Same Old Story With Renewable Energy
In its foolish rush to close every natural gas power plant in the state, officials forgot something: Californians still need power. Consequently, the AES generating station in Redondo Beach, which had been headed for the power plant equivalent of the glue factory, will remain open through 2023.
“With California struggling to meet electricity demands as it transitions to clean energy, regulators” on Oct. 19, approved another extension for the facility, the Orange County Register reports. It will now remain open, generating enough energy to power about 125,000 homes, through 2023.
It’s the plant’s second lifeline. A previous extension was approved last year, when the facility was one of four natural gas plants the state had “been seeking to retire for a decade” that were granted extensions. Extra time as granted following an analysis “that identified a potential electricity capacity shortfall beginning in the summer of 2021.”
California retired three natural gas facilities in 2018, taking more than 2,000 megawatts of power offline. Three more, currently producing a total of nearly 1,900 megawatts, will be gone before the decade is over.
The state has also recently shut down a nuclear site, leaving a single nuclear facility open – the 2,160-megawatt Diablo Canyon Power Plant in San Luis Obispo County, which provides 9% of California’s electricity. Officials plan to shutter it in 2025.
In extending the life of power plants that were in line to close, state officials tacitly admitted they’re aware the law requiring 100% of electric retail sales to customers by 2045 to be generated by renewable sources likely isn’t achievable. A year ago, just after California had been hit with rolling blackouts for the first time since 2001, Gov. Gavin Newsom acknowledged that the transition has problems. He warned the state had to “sober up to the reality that in this transition we’re going to have to do more and be much more mindful in terms of our capacity to provide backup and insurance.”
The California Independent System Operator, which manages the state’s power grid, as well as the California Public Utilities Commission, made similar disclosures.

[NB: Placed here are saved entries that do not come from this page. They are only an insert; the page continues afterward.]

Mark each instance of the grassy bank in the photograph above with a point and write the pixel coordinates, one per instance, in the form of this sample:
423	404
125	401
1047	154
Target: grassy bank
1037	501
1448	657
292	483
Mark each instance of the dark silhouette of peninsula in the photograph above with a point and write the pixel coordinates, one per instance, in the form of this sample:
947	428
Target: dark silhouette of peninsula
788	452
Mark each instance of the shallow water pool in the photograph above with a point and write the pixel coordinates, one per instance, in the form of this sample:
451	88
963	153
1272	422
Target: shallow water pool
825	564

In an against-the-green comment, CAISO president and CEO Steve Berberich confessed that there’s “inadequate power available” after the sun sets because the production of solar energy, which produces roughly one-fifth of the electricity in California, shuts down.
Maybe that problem is solved by 2045. But only if the energy produced by the sun and wind is saved in systems that are a sharp improvement over the batteries of today, which “are usually designed for only a few hours of storage.” While the leaps in innovation necessary to reach that point are not out of the question, the large breakthroughs in battery technology are in the past, leaving only small advancements ahead. Mark P. Mills of the Manhattan Institute says there’s little reason to expect a “Moore’s Law” revolution in battery tech.
While on this point, let’s not forget that a great deal of energy, most of it generated by the sources California wants to eliminate, is needed to build batteries, nor that “the cost to store energy in grid-scale batteries is … about 200-fold more than the cost to store natural gas to generate electricity when it’s needed,” according to Mills.
Californians would be better off if gas and nuclear plants were being built rather than taken down. With the state’s population expected to increase by several million by 2045, it’s more than likely renewables alone won’t be able to meet the higher energy demands. Taking cheap and reliable energy offline isn’t asking for trouble, it’s guaranteeing it.
Kerry Jackson is a fellow with the Center for California Reform at the Pacific Research Institute.